To further examine which factors contribute to the increased metastatic potential of migratory cells, investigators compared the characteristics of these cells to nonmigratory cells, finding they were more elongated and moved with higher velocity and persistence. Studying RNA from each type of cell, investigators found that, compared with the heterogeneous unsorted population, migratory cells had gene expression changes in multiple signaling pathways related to cell survival and migration.

Next, they compared the metastatic potential of four additional human breast cancer cell lines as predicted by MAqCI to the actual behavior of these tumor cells implanted in living mice and verified MAqCI’s accurate predictions.

In additional experiments, investigators studied two well-characterized tumor specimens (HCI-001 and HCI-002) from patients with metastatic triple-negative breast cancer. These cells — which are missing the three most common receptors that promote cancer growth — were able to migrate through the channels in the MAqCI device, and also were found to have levels of Ki-67 cells consistent with metastatic disease, indicating that the device found both specimens to be metastatic.
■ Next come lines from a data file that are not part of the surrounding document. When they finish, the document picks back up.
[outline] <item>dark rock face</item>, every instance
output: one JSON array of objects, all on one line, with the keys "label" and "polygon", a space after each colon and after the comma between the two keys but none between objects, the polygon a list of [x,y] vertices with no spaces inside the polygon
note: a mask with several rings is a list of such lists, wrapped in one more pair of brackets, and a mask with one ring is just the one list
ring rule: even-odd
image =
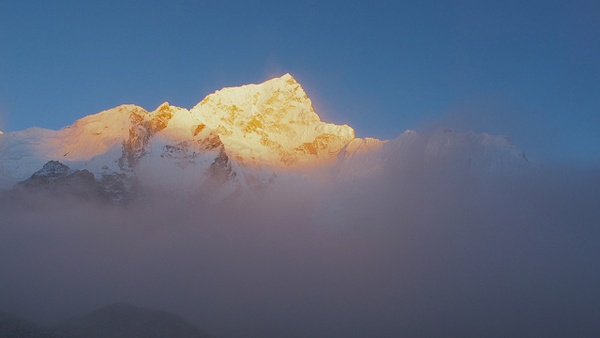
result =
[{"label": "dark rock face", "polygon": [[206,338],[202,330],[164,311],[113,304],[59,325],[55,331],[69,338]]},{"label": "dark rock face", "polygon": [[58,161],[47,162],[30,178],[19,182],[17,190],[72,196],[84,200],[124,202],[133,200],[138,192],[135,180],[125,174],[105,174],[96,180],[88,170],[71,170]]},{"label": "dark rock face", "polygon": [[207,174],[209,177],[219,183],[227,182],[236,176],[235,171],[231,167],[229,157],[224,150],[221,150],[219,155],[215,158],[215,161],[211,163]]},{"label": "dark rock face", "polygon": [[58,195],[74,195],[82,198],[102,196],[102,188],[94,174],[88,170],[71,170],[68,166],[49,161],[30,178],[18,183],[26,190],[46,191]]},{"label": "dark rock face", "polygon": [[71,174],[71,168],[58,162],[49,161],[44,164],[42,169],[36,171],[29,179],[23,181],[24,185],[48,184],[56,180],[61,180]]},{"label": "dark rock face", "polygon": [[104,174],[98,184],[102,196],[117,203],[133,201],[141,193],[137,180],[127,177],[124,173]]},{"label": "dark rock face", "polygon": [[130,116],[133,126],[129,128],[129,138],[123,141],[123,154],[119,158],[119,167],[123,171],[133,170],[148,152],[152,129],[150,121],[144,121],[145,114],[146,111],[133,112]]},{"label": "dark rock face", "polygon": [[130,116],[132,127],[129,128],[129,138],[123,141],[123,152],[119,158],[119,167],[123,171],[132,171],[141,158],[148,154],[152,137],[165,129],[173,117],[168,104],[163,104],[151,120],[146,120],[148,112],[139,109]]}]

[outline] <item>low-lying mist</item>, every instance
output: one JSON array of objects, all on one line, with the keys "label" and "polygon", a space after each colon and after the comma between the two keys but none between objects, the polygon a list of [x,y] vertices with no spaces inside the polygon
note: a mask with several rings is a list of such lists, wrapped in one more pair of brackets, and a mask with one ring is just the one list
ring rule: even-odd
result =
[{"label": "low-lying mist", "polygon": [[128,302],[215,337],[593,336],[598,172],[389,171],[217,203],[8,195],[0,311],[50,325]]}]

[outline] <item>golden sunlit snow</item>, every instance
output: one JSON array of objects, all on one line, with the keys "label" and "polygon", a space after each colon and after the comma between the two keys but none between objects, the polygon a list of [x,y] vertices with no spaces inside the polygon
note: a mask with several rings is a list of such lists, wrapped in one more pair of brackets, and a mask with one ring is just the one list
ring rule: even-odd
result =
[{"label": "golden sunlit snow", "polygon": [[40,144],[40,151],[65,160],[89,160],[124,140],[135,145],[157,135],[183,142],[211,134],[245,165],[326,161],[354,139],[349,126],[322,122],[300,84],[286,74],[219,90],[191,110],[165,102],[153,112],[122,105],[90,115]]}]

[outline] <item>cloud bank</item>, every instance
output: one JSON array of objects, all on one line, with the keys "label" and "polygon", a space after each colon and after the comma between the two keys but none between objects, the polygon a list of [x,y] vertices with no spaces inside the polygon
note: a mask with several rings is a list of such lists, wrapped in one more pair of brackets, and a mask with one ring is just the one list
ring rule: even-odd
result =
[{"label": "cloud bank", "polygon": [[592,336],[599,182],[405,166],[219,203],[7,194],[0,311],[50,324],[130,302],[216,337]]}]

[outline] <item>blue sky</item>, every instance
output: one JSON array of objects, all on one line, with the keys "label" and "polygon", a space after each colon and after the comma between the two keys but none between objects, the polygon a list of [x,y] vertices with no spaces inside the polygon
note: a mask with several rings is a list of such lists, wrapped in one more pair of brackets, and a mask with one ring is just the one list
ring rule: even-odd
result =
[{"label": "blue sky", "polygon": [[598,1],[4,1],[0,129],[291,73],[357,136],[449,127],[600,163]]}]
Finally, the investigators tested MAqCI’s ability to predict the effectiveness of potential therapies that inhibit cell motility. They looked at the drugs trametinib, FDA-approved for melanomas, and BKM120, a PI3K inhibitor undergoing study in clinical trials for breast cancer. The team found that trametinib was effective in reducing the percentage of migratory cells in three triple-negative breast cancer cell lines with high metastatic potential. However, the other drug, BKM120, reduced the percentage of migratory cells in just two of these three cell lines, and actually increased the migratory capability of cells in the third cell line, which investigators found was due to the different gene mutations in each of the cell lines — a common confounding factor in cancer treatment.
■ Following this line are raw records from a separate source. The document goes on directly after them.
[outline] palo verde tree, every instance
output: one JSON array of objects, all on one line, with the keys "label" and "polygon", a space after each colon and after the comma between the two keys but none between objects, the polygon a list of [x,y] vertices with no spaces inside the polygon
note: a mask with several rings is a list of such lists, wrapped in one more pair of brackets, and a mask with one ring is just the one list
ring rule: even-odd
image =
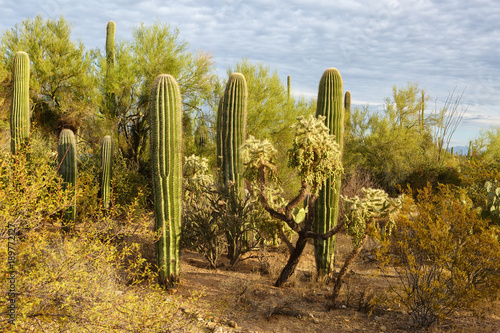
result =
[{"label": "palo verde tree", "polygon": [[[242,73],[247,81],[247,134],[268,139],[277,150],[277,165],[284,182],[286,196],[292,196],[300,186],[296,175],[286,168],[286,152],[291,148],[293,134],[289,131],[299,116],[314,114],[314,100],[296,98],[282,82],[278,72],[263,63],[244,58],[227,71]],[[288,184],[288,185],[287,185]],[[290,195],[288,193],[290,192]]]},{"label": "palo verde tree", "polygon": [[[54,139],[62,128],[76,133],[94,114],[98,96],[93,75],[95,52],[70,37],[71,25],[63,17],[44,20],[41,16],[24,20],[1,36],[4,56],[0,62],[9,71],[17,51],[29,55],[32,121]],[[2,113],[10,107],[6,104]]]},{"label": "palo verde tree", "polygon": [[[301,189],[297,196],[288,202],[279,197],[280,191],[276,191],[276,150],[272,144],[268,140],[260,141],[250,137],[242,147],[246,166],[245,177],[250,183],[250,192],[259,198],[261,205],[272,217],[285,222],[299,236],[295,246],[286,240],[291,254],[275,283],[277,287],[282,286],[295,271],[309,238],[328,239],[342,227],[342,224],[338,224],[321,234],[312,231],[319,190],[326,178],[343,172],[339,145],[325,126],[322,116],[309,116],[307,119],[299,117],[293,128],[295,137],[293,146],[288,151],[288,165],[297,170]],[[293,211],[308,194],[308,213],[305,220],[299,224]]]},{"label": "palo verde tree", "polygon": [[[176,78],[182,94],[184,125],[189,123],[205,100],[211,98],[214,67],[205,52],[193,53],[189,44],[179,39],[179,31],[167,24],[141,24],[132,30],[132,40],[115,45],[115,63],[101,57],[102,95],[114,95],[115,112],[107,115],[108,129],[120,136],[116,148],[137,170],[149,173],[147,135],[148,100],[153,80],[162,73]],[[104,79],[106,77],[106,80]],[[184,126],[186,127],[186,126]],[[194,149],[191,131],[185,131],[186,154]]]}]

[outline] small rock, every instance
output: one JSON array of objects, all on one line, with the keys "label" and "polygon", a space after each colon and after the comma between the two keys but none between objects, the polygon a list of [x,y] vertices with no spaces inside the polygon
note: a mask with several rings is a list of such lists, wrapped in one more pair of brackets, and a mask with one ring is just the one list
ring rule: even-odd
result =
[{"label": "small rock", "polygon": [[342,304],[341,306],[339,306],[340,309],[347,309],[347,306],[345,306],[344,304]]},{"label": "small rock", "polygon": [[232,328],[238,328],[238,324],[234,320],[228,321],[227,325]]},{"label": "small rock", "polygon": [[224,329],[221,326],[217,326],[214,329],[214,333],[224,333]]},{"label": "small rock", "polygon": [[211,331],[214,331],[217,328],[217,324],[214,322],[208,322],[207,323],[207,328]]},{"label": "small rock", "polygon": [[387,331],[387,327],[385,327],[384,325],[382,325],[382,326],[380,326],[380,330],[381,330],[382,332],[385,332],[385,331]]}]

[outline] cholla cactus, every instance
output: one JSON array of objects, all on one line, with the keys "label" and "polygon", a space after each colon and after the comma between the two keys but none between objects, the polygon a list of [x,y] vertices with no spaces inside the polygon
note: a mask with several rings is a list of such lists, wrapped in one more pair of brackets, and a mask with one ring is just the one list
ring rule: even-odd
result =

“This finding illustrates the varied responses of tumor cells to different drugs, and why we need ways to further subclassify tumors beyond classic molecular activity like triple negative, HER2, etc.,” Konstantopoulos said.
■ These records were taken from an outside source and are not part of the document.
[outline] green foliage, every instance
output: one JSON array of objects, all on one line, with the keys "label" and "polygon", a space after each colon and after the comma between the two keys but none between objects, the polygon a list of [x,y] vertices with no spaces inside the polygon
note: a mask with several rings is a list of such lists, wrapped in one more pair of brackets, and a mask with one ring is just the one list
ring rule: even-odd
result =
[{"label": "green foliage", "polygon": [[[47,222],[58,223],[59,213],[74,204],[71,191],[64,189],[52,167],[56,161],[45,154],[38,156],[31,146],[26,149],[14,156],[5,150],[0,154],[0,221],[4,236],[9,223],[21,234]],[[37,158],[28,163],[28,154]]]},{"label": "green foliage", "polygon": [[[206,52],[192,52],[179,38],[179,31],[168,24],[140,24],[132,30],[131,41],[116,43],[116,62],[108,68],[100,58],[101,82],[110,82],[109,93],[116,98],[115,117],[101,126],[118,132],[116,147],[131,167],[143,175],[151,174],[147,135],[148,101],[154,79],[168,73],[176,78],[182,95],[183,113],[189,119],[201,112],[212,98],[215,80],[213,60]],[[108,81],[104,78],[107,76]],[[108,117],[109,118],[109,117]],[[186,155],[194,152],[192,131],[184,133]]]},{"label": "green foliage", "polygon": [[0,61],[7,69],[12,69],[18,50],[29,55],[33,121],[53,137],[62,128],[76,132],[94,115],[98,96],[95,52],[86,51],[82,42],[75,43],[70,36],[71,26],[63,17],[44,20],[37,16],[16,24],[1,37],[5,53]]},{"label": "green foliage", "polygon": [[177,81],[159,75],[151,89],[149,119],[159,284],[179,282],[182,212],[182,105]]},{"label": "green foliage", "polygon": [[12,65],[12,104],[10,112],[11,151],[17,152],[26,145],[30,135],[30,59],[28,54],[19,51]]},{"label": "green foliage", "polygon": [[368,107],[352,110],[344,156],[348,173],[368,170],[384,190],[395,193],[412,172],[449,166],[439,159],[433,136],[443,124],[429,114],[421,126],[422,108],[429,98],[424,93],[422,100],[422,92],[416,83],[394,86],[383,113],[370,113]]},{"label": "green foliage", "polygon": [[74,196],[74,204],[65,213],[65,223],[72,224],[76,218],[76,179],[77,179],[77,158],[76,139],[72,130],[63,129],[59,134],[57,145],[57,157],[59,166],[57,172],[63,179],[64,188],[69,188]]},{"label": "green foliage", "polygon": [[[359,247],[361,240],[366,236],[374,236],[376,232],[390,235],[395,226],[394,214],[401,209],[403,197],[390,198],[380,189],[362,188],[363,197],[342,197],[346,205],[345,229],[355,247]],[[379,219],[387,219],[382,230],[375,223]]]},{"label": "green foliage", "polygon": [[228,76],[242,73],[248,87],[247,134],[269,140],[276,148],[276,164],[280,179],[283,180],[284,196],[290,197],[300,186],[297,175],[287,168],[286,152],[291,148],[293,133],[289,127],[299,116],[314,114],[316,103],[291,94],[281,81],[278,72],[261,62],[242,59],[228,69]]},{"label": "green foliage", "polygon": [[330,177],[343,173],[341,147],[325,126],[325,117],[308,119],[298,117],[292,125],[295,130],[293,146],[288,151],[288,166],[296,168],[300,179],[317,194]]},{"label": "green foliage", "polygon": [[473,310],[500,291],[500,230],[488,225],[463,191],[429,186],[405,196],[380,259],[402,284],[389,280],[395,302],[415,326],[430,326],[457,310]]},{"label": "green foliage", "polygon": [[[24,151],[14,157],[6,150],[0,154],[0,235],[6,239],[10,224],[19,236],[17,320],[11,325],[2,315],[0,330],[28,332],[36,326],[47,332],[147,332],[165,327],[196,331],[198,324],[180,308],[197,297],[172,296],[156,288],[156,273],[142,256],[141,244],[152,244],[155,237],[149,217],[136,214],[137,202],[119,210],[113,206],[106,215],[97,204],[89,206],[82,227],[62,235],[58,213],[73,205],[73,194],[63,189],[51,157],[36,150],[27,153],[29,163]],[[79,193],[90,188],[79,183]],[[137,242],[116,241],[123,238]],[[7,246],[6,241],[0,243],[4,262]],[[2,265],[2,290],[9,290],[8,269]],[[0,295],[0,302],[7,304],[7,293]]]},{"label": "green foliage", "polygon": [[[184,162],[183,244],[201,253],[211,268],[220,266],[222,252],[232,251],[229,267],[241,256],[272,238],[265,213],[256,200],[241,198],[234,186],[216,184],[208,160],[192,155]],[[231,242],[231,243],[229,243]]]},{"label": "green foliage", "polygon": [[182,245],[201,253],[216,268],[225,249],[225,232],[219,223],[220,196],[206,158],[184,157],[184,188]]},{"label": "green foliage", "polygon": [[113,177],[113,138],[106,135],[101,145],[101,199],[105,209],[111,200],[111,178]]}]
If additional studies affirm the capabilities of the MAqCI test, it could be used to monitor the migratory and proliferative tendencies of cells isolated from a biopsy or removed breast cancer or other solid tumor, the team said.

Study co-authors were Christopher L. Yankaskas, Colin D. Paul, Panagiotis Mistriotis, Daniel J. Shea, Kristen M. Manto and Andreas C. Chai of Johns Hopkins; Keyata N. Thompson, Michele I. Vitolo, Aikaterini Kontrogianni-Konstantopoulos and Stuart S. Martin of the University of Maryland School of Medicine; Ankit Mahendra and Navin Varadarajan of the University of Houston; and Vivek K. Bajpai of Stanford University.

The work was supported by the National Cancer Institute through grants R01-CA183804, R01-CA216855, R01-CA154624, R01-CA174385 and K01-CA166576; the Cancer Prevention and Research Institute of Texas (CPRIT) grant RP180466; the Melanoma Research Alliance Award 509800; the Congressionally Directed Medical Research Programs (CDMRP) grant CA160591; and Department of Defense grant W81XWH-17-1-0246. Vitolo was supported by an American Cancer Society Research Scholar Grant, RSG-18-028-01-CSM.